The Christmas flavor is integrated through the film.
 

One of my issues with this though is it doesn't really work for me in a show format. Series are too long form. One of the things I love about movies is telling a story in that shorter time frame in a visual and audio medium. With shows, it is like they have too much room to breathe. Don't get me wrong, there are quality shows I like. I am just more into movies than series and there is a different feel between them.
I think it depends on the story your are telling. Sometimes you need the room to breath and develop a story slowly over time to give it the proper context. Other times, you are just finding filler to make hours of content stretch. I do think the binge viewing has impacted the documentary in a bad way. For many decades the documentary was a great way to give a detailed background on a subject. Now, they try to force it into extra hours of content. The McDs monopoly story for example, is very interesting but didn't need 5 hours to tell. For cinema, we are just not getting film length products like we used to.
In general everything feels very made for the moment and disposable these days to me. Part of that is probably that I am an old man, but I think the other part of it is that to get attention shows have to speak to the week they come out loudly. And there is so much competing for peoples attention that even if the movie or show is quality the memory probably gets drowned out the moment the viewer finishes and hops onto youtube for some shark videos.
It is disposable, and its not because you are old. When your business is 24/7 access to content, you gotta fill the demand or your customers will slip away. It's hard to pump out quanity while maintaining quality.
One thing streaming has done is make movies and shows very single serve. I don't talk about movies with my friends and family, let alone people at the water cooler anymore. It seems like most people are in their own little media bubble
yes and no. I talk quite a bit about prestige television series, but not much about films these days.
Where I have found enjoyment is moving away from steaming and not watching as many new films (still watch some things, but I am selective). Instead I focus on older movies or established classics, and doing that has just led to a better viewing experience for me
Nothing wrong with reviewing past films and/or discovering them.
 


One of my issues with this though is it doesn't really work for me in a show format. Series are too long form. One of the things I love about movies is telling a story in that shorter time frame in a visual and audio medium. With shows, it is like they have too much room to breathe. Don't get me wrong, there are quality shows I like. I am just more into movies than series and there is a different feel between them.

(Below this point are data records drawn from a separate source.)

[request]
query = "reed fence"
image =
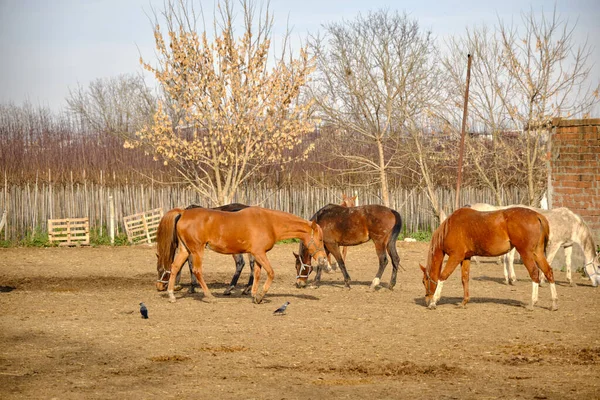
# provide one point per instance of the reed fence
(29, 206)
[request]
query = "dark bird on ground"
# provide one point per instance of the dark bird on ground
(143, 311)
(281, 310)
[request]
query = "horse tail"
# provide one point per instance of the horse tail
(166, 238)
(397, 228)
(545, 231)
(391, 245)
(437, 240)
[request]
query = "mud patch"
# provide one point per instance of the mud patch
(173, 358)
(523, 354)
(395, 369)
(222, 349)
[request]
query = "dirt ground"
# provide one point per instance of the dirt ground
(70, 327)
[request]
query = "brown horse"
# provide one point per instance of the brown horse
(253, 230)
(238, 258)
(467, 233)
(347, 201)
(343, 226)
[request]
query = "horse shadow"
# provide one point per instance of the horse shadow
(217, 290)
(473, 300)
(341, 285)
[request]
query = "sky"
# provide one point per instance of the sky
(49, 47)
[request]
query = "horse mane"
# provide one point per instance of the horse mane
(324, 209)
(437, 240)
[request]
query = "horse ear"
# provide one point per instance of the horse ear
(314, 226)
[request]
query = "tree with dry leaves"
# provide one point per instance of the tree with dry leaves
(227, 112)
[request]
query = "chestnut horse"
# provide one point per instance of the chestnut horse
(343, 226)
(467, 233)
(238, 258)
(253, 230)
(346, 202)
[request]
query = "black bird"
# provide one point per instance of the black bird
(281, 310)
(143, 311)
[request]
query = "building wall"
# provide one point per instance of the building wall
(574, 169)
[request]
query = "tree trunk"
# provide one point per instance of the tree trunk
(385, 195)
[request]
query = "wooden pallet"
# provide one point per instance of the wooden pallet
(69, 231)
(141, 227)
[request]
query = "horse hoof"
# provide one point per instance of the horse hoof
(258, 298)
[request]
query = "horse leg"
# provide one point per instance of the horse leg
(381, 254)
(335, 251)
(239, 265)
(465, 272)
(197, 263)
(257, 269)
(193, 281)
(251, 261)
(393, 252)
(176, 265)
(543, 264)
(330, 266)
(535, 277)
(449, 268)
(178, 286)
(264, 263)
(568, 253)
(551, 250)
(510, 278)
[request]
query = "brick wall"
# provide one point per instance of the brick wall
(574, 169)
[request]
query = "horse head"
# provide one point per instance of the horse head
(430, 285)
(348, 201)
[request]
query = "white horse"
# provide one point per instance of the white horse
(566, 228)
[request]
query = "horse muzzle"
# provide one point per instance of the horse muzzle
(300, 283)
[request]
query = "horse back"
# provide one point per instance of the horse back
(351, 226)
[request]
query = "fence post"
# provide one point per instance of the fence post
(111, 206)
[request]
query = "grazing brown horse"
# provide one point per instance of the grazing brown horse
(238, 258)
(347, 201)
(253, 230)
(467, 233)
(343, 226)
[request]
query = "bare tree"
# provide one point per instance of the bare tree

The best analogy I can think of is that, in literary terms, movies are short stories, while prestige series are novels.

The traditional movie is a one-off; it tells a story, briefly. It can ba amazing. It can be thought-provoking. It can evoke a world beyond the characters. But then it is done.

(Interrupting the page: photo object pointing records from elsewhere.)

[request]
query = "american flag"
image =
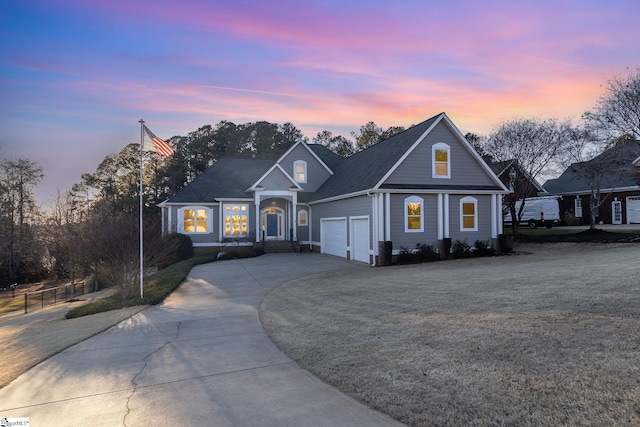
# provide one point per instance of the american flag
(153, 143)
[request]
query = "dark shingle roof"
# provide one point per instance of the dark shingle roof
(331, 159)
(366, 168)
(228, 178)
(616, 165)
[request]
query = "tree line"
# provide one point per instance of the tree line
(92, 229)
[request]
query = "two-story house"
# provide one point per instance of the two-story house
(423, 185)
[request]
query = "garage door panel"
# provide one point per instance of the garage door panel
(633, 210)
(333, 237)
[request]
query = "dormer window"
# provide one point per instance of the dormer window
(300, 171)
(441, 160)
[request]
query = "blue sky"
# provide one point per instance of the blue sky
(76, 76)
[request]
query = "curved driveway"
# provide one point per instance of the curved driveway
(200, 358)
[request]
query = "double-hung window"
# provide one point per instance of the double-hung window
(300, 171)
(303, 218)
(196, 219)
(236, 218)
(413, 214)
(441, 160)
(468, 214)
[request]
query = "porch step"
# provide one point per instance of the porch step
(281, 246)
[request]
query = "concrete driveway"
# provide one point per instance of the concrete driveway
(200, 358)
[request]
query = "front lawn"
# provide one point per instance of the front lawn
(547, 336)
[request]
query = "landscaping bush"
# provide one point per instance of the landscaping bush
(506, 243)
(461, 249)
(427, 253)
(483, 248)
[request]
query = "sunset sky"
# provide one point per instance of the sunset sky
(77, 75)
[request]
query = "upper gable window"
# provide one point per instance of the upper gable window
(468, 214)
(303, 218)
(441, 160)
(413, 214)
(300, 171)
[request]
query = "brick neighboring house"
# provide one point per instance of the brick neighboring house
(615, 173)
(423, 185)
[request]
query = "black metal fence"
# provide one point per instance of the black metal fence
(39, 299)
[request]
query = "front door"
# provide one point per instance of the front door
(616, 212)
(272, 226)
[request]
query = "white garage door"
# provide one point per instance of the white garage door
(333, 237)
(360, 239)
(633, 210)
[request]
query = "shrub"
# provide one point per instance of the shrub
(405, 256)
(506, 243)
(483, 248)
(461, 249)
(427, 253)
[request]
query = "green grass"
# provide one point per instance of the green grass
(156, 288)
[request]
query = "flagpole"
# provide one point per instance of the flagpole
(141, 238)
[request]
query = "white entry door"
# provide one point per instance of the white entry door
(333, 236)
(360, 239)
(633, 210)
(616, 212)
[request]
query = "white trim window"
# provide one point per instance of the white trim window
(300, 171)
(235, 219)
(578, 207)
(440, 160)
(303, 218)
(195, 220)
(413, 214)
(468, 214)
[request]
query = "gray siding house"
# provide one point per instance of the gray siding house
(423, 185)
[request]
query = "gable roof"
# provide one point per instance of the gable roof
(276, 168)
(500, 168)
(617, 165)
(367, 169)
(331, 159)
(319, 154)
(228, 178)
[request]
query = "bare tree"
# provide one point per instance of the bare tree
(531, 144)
(617, 113)
(338, 144)
(18, 215)
(601, 165)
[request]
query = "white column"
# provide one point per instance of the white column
(294, 215)
(446, 216)
(500, 217)
(494, 217)
(440, 218)
(387, 216)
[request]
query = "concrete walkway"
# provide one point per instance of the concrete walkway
(201, 358)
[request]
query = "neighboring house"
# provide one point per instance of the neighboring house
(513, 176)
(423, 185)
(612, 179)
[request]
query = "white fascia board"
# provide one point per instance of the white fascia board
(408, 152)
(271, 169)
(305, 145)
(341, 197)
(475, 154)
(189, 204)
(437, 191)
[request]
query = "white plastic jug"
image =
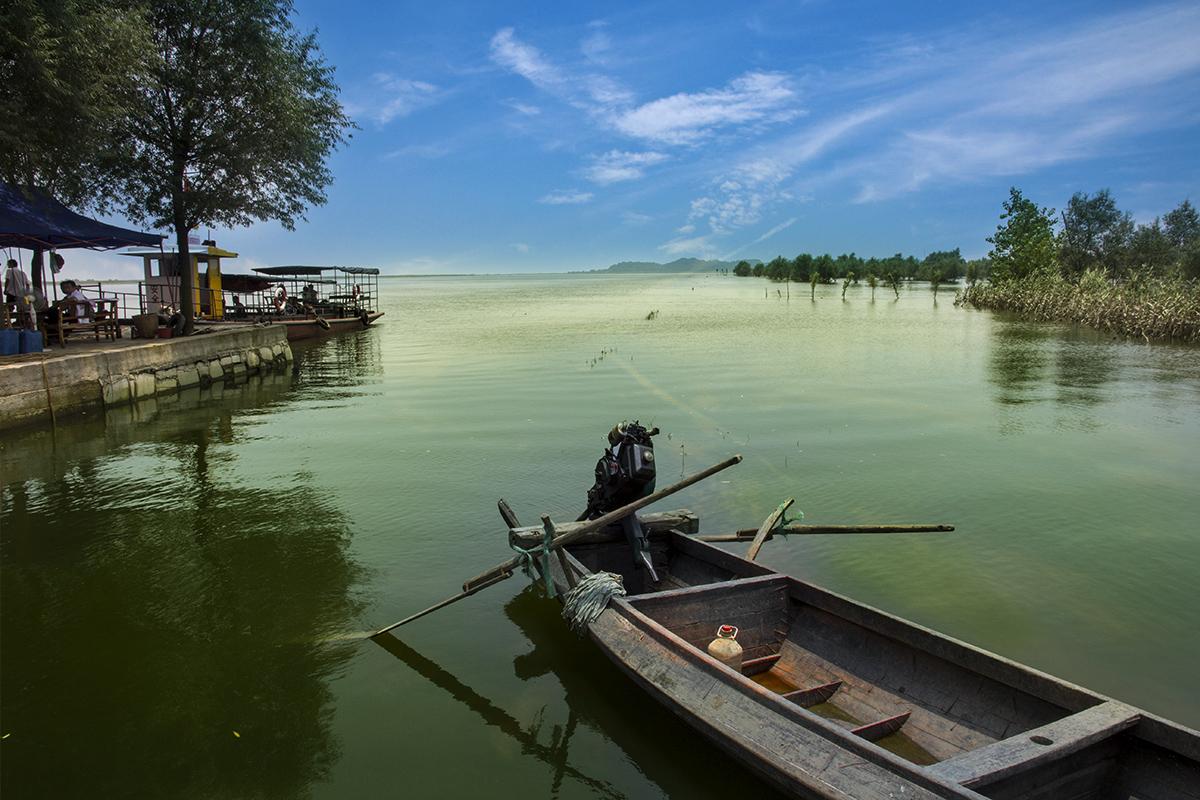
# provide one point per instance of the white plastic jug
(725, 648)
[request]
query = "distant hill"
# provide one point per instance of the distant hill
(678, 265)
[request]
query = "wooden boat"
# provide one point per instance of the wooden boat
(839, 699)
(311, 328)
(315, 301)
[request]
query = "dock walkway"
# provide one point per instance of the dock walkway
(51, 385)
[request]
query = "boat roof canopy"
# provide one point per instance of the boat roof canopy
(316, 270)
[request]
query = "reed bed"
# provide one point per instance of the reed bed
(1151, 308)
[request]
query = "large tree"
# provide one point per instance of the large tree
(1024, 244)
(64, 65)
(232, 121)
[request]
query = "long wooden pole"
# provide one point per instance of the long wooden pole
(797, 529)
(502, 571)
(606, 519)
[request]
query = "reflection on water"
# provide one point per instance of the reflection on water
(156, 611)
(598, 698)
(1018, 362)
(603, 698)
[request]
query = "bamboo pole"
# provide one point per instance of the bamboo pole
(502, 571)
(607, 519)
(797, 529)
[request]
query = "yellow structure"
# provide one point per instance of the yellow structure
(162, 277)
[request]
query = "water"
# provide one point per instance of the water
(167, 572)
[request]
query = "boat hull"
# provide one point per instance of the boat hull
(979, 726)
(307, 329)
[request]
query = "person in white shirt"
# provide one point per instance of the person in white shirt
(75, 302)
(19, 290)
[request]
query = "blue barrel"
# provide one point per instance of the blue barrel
(30, 341)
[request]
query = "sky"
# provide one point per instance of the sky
(501, 137)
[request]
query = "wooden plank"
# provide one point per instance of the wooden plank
(814, 696)
(655, 524)
(876, 731)
(766, 528)
(1038, 746)
(762, 663)
(805, 757)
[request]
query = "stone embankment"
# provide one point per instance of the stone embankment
(36, 389)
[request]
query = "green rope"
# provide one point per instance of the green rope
(585, 603)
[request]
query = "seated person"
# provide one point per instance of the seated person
(75, 304)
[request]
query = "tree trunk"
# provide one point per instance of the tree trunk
(184, 260)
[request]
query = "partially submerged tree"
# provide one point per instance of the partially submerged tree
(1095, 233)
(1024, 245)
(232, 122)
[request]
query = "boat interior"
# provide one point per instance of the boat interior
(965, 715)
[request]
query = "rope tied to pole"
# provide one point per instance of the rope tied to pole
(780, 529)
(583, 603)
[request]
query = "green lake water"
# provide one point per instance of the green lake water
(168, 572)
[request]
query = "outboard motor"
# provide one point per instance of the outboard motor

The series, on the other hand, luxuriates in its length. The characters become more complex, and the plot, instead of being about a single "event" becomes more of story, unfolding over time.

(I guess this makes the miniseries the novella, but that might stretch the analogy too far!)

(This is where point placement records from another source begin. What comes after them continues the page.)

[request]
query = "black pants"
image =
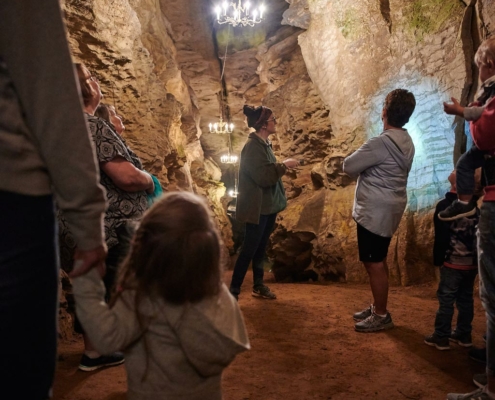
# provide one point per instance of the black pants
(466, 165)
(253, 249)
(116, 254)
(455, 287)
(28, 296)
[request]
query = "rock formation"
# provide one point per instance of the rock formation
(324, 67)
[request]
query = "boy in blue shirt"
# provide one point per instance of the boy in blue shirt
(455, 253)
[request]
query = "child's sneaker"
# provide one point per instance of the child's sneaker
(480, 380)
(461, 340)
(90, 364)
(438, 342)
(374, 323)
(263, 292)
(476, 395)
(478, 355)
(458, 210)
(362, 315)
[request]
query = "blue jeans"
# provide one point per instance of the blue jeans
(486, 257)
(455, 287)
(253, 249)
(28, 296)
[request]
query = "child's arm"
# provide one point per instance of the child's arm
(371, 153)
(212, 333)
(483, 129)
(470, 113)
(454, 108)
(442, 235)
(108, 329)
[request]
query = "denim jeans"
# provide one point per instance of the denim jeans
(466, 165)
(486, 257)
(28, 296)
(455, 287)
(253, 249)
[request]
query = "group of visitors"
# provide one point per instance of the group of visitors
(147, 278)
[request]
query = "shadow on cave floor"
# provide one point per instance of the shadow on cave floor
(304, 347)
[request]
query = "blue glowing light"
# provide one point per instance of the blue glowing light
(433, 136)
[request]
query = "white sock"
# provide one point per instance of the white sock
(92, 353)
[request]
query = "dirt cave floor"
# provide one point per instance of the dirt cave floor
(304, 347)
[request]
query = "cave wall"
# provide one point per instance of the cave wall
(146, 71)
(355, 53)
(324, 67)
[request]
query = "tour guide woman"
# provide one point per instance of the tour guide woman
(261, 197)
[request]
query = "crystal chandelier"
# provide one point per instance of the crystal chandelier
(229, 158)
(240, 14)
(221, 127)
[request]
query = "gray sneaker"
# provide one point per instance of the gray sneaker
(362, 315)
(264, 292)
(461, 340)
(458, 210)
(441, 343)
(480, 380)
(375, 323)
(476, 395)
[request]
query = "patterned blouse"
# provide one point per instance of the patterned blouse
(123, 207)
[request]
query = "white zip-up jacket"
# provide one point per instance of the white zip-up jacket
(382, 165)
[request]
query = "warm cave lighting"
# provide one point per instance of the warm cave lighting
(221, 127)
(228, 159)
(238, 14)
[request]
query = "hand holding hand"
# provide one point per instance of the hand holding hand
(453, 108)
(85, 260)
(291, 163)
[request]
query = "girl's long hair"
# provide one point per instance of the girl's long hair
(175, 253)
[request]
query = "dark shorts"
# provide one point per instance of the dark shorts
(372, 247)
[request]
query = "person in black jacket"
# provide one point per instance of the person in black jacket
(454, 251)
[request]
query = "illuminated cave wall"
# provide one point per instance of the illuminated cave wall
(355, 53)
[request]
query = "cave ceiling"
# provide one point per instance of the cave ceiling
(324, 67)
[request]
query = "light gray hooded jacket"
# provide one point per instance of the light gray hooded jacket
(177, 352)
(382, 164)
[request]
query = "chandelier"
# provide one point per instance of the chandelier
(229, 158)
(221, 127)
(240, 15)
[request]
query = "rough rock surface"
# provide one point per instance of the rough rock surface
(355, 54)
(147, 66)
(324, 67)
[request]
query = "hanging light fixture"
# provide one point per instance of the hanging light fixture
(238, 14)
(229, 158)
(221, 127)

I think that the big difference is that, for the most part, until the Sopranos era that we have entered, TV series usually did not attempt to tell a single unified story. They did not aspire to greatness, so much as to comfort.

As a collateral issue, I often run into the same problem when picking something to watch on streaming- for whatever reason, choosing a prestige series that is "one hour" episodes is fine, even knowing that I will binge two or three of them, while choosing a two-hour movie feels like too much of a commitment.